А жизнь и в самом деле поражала неожиданными поворотами. Первые дни летчики изнывали от безделья. По привычке собирались у самолетов и наперебой вспоминали какие-то подробности недавних боев, много говорили о политике, еще больше — о предстоящей жизни.
Виктор Гай обнаружил в трофейной библиотеке русские книги — Пушкина и Чехова, полное собрание сочинений Достоевского и Льва Толстого, изданные еще до революции, и жадно набросился на старенькие, но очень хорошо сохранившиеся томики. Он читал до головокружения. Утром, когда все еще спали, в столовой, лежа под крылом самолета (стояли теплые и сухие дни), вечером, до глубокой ночи…
Благо времени для чтения было предостаточно. Напряжение, связанное с боевой жизнью, резко упало, а новый, мирный ритм вырабатывался медленно, в трудах.
Пробовали заниматься по программе авиационных училищ, но у опытных боевых летчиков эти упражнения вызывали добродушные улыбки: в воздухе они играючи выполняли весь комплекс фигур высшего пилотажа, а им — подготовительные упражнения.
С большим желанием летали на парные бои. Уж тут отводили душу. А возвращаясь на землю, подолгу и горячо доказывали друг другу, кто кого и сколько раз «сбивал».
Вскоре полк получил приказ готовиться к перелету на место постоянной дислокации в Межгорск. Разговоры о демобилизации поутихли. Новый приказ гласил, что после возвращения на Родину летчикам и техникам будут предоставлены краткосрочные отпуска.
К началу июля полк перебазировался в Межгорск. Для летного состава выделили в городе несколько квартир, но холостяки отказались от них с веселым удивлением: «Что там делать?»
— Не хочешь обзавестись квартирой? — спросил однажды капитан Сирота Виктора Гая.
Спросил так, между прочим, за обедом, будучи уверенным, что тот откажется, как и все.
— Сколько комнат? — Виктор Гай с плутоватым взглядом ждал ответа.
— Хоть три.
— Годится. Когда можно занимать?
— Хоть сегодня.
Он был уверен, что Виктор Гай ломает комедию.

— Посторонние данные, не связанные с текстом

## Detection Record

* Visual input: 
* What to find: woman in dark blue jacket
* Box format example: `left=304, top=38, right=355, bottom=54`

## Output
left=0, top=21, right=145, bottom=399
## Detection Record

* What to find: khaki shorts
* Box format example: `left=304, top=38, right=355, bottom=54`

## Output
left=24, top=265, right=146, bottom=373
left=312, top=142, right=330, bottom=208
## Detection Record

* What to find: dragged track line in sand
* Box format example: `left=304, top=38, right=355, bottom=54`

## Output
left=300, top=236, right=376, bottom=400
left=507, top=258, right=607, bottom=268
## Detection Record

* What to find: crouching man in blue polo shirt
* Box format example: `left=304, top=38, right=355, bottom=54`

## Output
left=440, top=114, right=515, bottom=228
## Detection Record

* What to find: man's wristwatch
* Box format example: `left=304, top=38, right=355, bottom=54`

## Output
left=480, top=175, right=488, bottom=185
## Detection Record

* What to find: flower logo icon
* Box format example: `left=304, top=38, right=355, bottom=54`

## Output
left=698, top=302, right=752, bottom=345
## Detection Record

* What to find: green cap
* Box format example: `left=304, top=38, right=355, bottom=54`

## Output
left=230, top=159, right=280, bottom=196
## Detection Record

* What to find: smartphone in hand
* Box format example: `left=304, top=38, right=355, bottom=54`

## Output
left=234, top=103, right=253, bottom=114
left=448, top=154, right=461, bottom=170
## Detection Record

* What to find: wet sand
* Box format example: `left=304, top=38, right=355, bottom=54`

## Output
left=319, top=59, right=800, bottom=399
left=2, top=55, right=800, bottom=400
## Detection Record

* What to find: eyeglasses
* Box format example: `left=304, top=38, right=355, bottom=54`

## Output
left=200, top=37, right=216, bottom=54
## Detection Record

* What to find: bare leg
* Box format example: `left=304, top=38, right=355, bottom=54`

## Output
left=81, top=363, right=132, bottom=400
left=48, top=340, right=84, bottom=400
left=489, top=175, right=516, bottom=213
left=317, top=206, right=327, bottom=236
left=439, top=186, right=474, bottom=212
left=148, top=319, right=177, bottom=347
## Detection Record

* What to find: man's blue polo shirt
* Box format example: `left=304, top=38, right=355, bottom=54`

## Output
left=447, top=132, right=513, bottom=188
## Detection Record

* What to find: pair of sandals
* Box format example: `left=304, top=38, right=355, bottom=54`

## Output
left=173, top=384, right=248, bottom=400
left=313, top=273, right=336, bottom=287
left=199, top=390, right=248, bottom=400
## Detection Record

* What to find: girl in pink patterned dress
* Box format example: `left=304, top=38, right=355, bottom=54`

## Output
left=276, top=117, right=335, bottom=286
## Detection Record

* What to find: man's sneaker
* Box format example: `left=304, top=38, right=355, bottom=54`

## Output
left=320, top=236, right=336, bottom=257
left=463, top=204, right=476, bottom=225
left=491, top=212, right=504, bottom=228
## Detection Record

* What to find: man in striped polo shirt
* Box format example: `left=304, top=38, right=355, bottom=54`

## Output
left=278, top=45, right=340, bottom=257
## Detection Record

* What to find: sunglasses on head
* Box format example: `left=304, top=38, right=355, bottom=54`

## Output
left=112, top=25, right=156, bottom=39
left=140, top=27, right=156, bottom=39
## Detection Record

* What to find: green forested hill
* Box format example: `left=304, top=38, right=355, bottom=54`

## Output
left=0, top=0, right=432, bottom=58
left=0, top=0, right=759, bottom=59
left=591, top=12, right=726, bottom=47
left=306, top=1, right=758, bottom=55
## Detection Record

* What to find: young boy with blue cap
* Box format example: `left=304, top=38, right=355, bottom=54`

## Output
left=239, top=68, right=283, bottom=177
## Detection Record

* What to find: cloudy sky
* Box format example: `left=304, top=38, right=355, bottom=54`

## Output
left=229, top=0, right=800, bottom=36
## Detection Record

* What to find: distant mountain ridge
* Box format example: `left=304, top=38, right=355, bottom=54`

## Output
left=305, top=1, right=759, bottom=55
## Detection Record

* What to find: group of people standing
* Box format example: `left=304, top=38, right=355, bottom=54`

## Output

— Сегодня и займу. Давай адрес, командир…
— Всерьез, что ли?
— Всерьез.
Сирота извлек из нагрудного кармана замусоленный блокнот, полистал его и назвал адрес.
— А ключи у соседей по этажу.
Во второй половине дня Виктор Гай надел суконную гимнастерку со всеми орденами и медалями, с золотыми погонами, надраил хромовые сапоги, пряжку на ремне и на полковом «виллисе» укатил в город.
Разбитая дорога швыряла маленькую машину то в стороны, то вверх, из-под колес с шипением вылетали круглые голыши, шофер чертыхался и крыл матом фашистскую гадину, которая испоганила дорогу, а Виктора Гая забавляло, что шофер беззлобно ругается, что ухабы дорожные не дают расслабиться и заставляют быть все время начеку. Он крепко держался за какой-то металлический выступ и легко балансировал при каждом толчке. В кузове звякали разные железки, на груди у Виктора Гая тонко позванивали ордена и медали.
Ощущение своей силы, солнце и встречный ветер, улыбающиеся прохожие — все это каким-то необъяснимым восторгом наполняло грудь. Виктор Гай силился и не мог понять, что с ним происходит. На одном из поворотов он увидел стоящую на подоконнике раскрытого окна голенастую девушку. Подымаясь на цыпочки, она соскабливала с верхних стекол приклеенные крест-накрест бумажные ленты.